In particular, the association complains that its manufacturing members are shut out of the funding programs contained in the government’s new manufacturing strategy.

That’s because they’re not among the six target priority sectors – space, medical products, resources technology and critical minerals processing, food and beverages, defence and recycling and clean energy.

“Our industry and many other industries are deprioritised and unable to access the funding and support required to operate and grow in a difficult global environment,” the association complains.

In short, “we’re missing out”.

Here’s a thought. If the future’s so bright, why not turn to your existing backers, or perhaps some new ones, rather than taxpayers to fund your dreams.

And what about the Interactive Games & Entertainment Association, which represents the Australian video games industry?

The association argues in its submission that the video games industry, which earned $185 million last year, should be considered as part of the manufacturing industry – it after all employs people locally to make things to sell internationally.

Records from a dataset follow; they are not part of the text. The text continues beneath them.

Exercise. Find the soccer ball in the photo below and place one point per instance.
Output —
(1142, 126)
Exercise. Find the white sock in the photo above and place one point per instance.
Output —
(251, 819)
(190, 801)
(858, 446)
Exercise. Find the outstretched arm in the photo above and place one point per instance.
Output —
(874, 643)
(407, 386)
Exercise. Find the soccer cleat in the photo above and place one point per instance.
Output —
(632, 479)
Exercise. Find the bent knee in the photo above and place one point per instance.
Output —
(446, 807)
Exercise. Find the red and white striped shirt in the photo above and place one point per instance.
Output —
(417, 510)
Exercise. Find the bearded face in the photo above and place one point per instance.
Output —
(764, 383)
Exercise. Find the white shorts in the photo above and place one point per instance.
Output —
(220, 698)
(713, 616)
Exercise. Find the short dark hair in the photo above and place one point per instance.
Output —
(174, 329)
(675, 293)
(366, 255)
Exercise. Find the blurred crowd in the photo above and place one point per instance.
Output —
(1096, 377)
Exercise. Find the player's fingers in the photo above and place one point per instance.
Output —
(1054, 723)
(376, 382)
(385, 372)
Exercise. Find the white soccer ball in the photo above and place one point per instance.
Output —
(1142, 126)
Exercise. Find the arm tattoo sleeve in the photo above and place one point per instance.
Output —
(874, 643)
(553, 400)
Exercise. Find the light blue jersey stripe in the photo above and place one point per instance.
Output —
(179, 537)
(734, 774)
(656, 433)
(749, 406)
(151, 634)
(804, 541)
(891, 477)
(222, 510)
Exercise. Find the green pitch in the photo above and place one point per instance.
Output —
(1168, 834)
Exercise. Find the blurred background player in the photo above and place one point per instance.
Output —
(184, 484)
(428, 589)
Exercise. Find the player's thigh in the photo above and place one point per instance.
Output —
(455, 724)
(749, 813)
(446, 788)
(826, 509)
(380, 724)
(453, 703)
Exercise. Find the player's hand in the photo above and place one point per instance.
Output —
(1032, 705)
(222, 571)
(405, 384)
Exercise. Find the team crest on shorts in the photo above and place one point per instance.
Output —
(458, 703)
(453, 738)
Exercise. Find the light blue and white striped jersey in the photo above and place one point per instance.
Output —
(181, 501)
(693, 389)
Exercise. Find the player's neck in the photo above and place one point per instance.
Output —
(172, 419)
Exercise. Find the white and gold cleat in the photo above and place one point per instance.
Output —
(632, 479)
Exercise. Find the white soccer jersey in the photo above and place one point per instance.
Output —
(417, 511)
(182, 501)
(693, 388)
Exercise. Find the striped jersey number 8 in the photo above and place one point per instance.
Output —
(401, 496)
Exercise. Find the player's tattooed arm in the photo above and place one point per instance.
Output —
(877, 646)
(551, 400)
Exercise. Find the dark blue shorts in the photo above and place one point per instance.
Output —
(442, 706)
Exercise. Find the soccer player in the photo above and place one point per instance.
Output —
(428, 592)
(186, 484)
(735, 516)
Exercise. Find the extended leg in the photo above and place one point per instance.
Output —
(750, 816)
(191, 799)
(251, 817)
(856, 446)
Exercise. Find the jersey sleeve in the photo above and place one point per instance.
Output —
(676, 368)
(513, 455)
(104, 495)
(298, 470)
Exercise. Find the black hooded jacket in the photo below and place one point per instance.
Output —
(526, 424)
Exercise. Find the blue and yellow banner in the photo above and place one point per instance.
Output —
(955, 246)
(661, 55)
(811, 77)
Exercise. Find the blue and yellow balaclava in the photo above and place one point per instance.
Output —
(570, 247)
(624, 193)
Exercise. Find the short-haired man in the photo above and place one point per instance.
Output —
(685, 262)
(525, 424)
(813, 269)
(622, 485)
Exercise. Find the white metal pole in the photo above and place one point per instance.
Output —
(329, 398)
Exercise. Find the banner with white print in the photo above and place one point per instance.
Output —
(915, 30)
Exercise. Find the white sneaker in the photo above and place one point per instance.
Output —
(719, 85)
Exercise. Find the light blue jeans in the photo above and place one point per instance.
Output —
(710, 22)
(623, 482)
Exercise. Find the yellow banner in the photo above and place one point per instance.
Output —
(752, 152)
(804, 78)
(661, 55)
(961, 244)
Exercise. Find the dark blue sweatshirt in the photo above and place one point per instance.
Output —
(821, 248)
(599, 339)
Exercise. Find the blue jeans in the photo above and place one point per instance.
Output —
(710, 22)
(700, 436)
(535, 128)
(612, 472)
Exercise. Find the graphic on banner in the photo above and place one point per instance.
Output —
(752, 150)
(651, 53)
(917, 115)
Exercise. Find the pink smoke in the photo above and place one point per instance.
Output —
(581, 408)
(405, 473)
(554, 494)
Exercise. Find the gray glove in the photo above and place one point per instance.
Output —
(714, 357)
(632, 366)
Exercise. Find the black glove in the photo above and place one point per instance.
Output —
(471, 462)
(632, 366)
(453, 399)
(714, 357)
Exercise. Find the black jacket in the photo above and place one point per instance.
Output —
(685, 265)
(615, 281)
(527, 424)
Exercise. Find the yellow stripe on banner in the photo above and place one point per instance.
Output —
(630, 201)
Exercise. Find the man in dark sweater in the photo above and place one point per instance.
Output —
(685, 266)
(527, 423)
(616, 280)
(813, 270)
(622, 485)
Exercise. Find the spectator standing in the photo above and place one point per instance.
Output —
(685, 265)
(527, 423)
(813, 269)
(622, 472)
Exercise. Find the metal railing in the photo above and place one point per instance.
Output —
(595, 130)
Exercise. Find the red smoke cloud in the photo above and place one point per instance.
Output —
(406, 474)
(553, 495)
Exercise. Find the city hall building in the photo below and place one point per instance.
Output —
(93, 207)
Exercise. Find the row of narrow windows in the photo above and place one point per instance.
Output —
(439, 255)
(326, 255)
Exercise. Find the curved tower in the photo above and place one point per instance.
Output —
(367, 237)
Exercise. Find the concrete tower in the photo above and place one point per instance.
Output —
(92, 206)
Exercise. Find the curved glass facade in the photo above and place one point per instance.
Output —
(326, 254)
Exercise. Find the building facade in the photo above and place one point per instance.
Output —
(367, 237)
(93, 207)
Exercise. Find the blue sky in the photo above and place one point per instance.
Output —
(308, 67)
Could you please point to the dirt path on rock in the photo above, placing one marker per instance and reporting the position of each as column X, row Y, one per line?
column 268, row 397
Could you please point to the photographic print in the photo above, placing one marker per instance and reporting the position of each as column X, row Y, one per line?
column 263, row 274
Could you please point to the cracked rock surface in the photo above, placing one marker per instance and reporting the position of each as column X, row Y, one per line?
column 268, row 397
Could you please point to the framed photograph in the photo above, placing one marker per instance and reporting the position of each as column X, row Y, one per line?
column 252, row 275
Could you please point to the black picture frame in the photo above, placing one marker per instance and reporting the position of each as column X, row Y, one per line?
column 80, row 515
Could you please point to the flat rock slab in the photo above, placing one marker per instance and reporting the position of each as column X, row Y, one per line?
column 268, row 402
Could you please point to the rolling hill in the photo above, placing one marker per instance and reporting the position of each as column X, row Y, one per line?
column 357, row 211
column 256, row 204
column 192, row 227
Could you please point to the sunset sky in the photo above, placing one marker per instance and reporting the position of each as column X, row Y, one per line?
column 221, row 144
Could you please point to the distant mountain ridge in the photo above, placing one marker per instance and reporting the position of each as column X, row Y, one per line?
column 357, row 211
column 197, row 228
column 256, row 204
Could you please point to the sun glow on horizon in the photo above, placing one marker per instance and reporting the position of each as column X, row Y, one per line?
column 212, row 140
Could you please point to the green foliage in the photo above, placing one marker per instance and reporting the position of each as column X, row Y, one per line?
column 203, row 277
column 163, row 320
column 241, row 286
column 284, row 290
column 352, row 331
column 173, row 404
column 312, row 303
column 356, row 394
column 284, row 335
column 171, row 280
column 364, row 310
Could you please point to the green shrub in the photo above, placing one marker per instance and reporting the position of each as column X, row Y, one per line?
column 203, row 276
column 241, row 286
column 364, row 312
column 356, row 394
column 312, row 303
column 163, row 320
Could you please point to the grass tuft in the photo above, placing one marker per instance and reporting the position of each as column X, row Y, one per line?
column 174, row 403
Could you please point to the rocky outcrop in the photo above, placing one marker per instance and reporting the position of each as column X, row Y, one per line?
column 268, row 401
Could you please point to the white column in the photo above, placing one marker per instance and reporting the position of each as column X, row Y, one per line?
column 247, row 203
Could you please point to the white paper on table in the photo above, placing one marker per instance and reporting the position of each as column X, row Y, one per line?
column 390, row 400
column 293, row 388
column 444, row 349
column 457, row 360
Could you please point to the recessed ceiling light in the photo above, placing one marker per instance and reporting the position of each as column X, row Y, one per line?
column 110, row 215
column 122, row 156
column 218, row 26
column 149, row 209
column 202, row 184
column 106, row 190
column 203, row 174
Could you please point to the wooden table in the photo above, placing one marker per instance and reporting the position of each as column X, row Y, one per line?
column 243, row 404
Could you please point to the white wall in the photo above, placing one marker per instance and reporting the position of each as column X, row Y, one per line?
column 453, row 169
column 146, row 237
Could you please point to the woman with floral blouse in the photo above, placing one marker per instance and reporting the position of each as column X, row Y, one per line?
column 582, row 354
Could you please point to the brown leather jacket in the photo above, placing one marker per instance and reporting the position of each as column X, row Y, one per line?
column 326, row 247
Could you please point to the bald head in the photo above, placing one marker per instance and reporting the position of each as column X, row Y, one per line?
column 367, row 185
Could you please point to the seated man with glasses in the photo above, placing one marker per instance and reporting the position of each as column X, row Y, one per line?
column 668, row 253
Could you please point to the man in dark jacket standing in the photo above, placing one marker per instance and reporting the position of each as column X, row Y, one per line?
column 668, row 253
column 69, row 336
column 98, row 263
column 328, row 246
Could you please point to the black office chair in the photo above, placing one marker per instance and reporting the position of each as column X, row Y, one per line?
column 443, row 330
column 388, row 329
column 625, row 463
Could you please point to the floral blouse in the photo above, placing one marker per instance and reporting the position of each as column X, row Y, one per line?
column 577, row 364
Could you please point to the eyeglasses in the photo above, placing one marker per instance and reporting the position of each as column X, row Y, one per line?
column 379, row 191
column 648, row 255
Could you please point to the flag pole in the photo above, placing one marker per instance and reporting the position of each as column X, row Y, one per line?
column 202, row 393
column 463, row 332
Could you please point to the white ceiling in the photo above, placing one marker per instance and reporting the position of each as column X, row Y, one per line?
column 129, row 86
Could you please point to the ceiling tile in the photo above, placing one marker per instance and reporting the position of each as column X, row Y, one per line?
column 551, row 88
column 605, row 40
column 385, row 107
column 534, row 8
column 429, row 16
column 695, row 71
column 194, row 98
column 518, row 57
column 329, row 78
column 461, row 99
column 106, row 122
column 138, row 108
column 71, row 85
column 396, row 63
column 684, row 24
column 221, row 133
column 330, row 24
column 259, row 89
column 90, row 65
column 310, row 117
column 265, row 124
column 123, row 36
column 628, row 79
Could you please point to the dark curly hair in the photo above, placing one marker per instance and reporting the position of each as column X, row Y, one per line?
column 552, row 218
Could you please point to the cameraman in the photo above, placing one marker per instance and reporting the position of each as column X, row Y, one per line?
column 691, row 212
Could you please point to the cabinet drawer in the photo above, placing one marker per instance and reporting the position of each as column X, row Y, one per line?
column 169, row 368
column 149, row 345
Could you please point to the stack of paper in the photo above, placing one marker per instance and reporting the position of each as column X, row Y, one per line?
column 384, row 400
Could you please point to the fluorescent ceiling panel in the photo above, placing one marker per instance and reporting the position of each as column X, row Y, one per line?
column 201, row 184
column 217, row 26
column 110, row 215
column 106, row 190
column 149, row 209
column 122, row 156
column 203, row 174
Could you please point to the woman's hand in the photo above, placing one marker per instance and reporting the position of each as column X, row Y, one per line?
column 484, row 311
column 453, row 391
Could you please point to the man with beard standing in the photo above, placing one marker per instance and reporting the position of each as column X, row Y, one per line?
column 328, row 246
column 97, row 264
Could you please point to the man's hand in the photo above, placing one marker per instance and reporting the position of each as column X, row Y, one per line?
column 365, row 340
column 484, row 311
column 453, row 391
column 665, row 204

It doesn’t ask for anything specific from the Senate Committee, only that “any recommendations that it eventually makes also reflect on opportunities to boost digital manufacturing sectors like game development”.

But the industry will need to be careful not to be accused of double dipping into the government industry support pool of funding.

In what the association itself describes as “a massive development”, the Federal 2021-Budget announced Australia’s first-ever digital games tax offset – similar to the existing screen industry tax incentives – scheduled to be introduced from July next year.

The association says the move will “spur the creation of brand-new Australian game development studios, give existing Australian studios the support they need to take on ambitious new projects and accelerate their growth, plus attract further blockbuster AAA studios to Australia.”

But still, if there is some more on offer in a new manufacturing strategy, why not try for that as well?

Of course, it makes sense for governments to have clearly articulated and thought through industry development strategies.

But the Australian model has some clear flaws.

The director of Swinburne University of Technology’s Centre for Transformative Innovation, Professor Beth Webster, details some of them in a paper assessing the Government’s latest efforts to support Australian manufacturing.

“While the Modern Manufacturing Strategy shows great promise, Federal Government’s approaches to growing new and emerging services and products has been hitherto patchy and ad hoc in many areas,” she says.

Australia, she says, has a history of short-lived industry programs, with frequent name, guideline and content changes.

Businesses, she continues, find it hard to know about the programs, which are are often amended or cancelled before being evaluated.

Prof Webster concludes with the observation that:

“There is a sophisticated multi-faceted role for government as co-partner in industrial development policy that has been inadequately developed and inconsistently applied in Australia.”

But there’s a second big problem in Australia’s traditional approach to manufacturing policy, which the Productivity Commission points out in its submission to the Senate inquiry.

And it’s this: “Interventions that favour one industry can make the rest of the community worse off”.

“The Commission has long argued that policies supporting particular industries can have large costs in that they allocate resources away from the uses that are most welfare enhancing for the community,” its submission says.

The commission argues governments would be better off concentrating on policy settings rather than picking winners and handing out money to lucky recipients.

But where’s the high-vis vest media opportunity in that?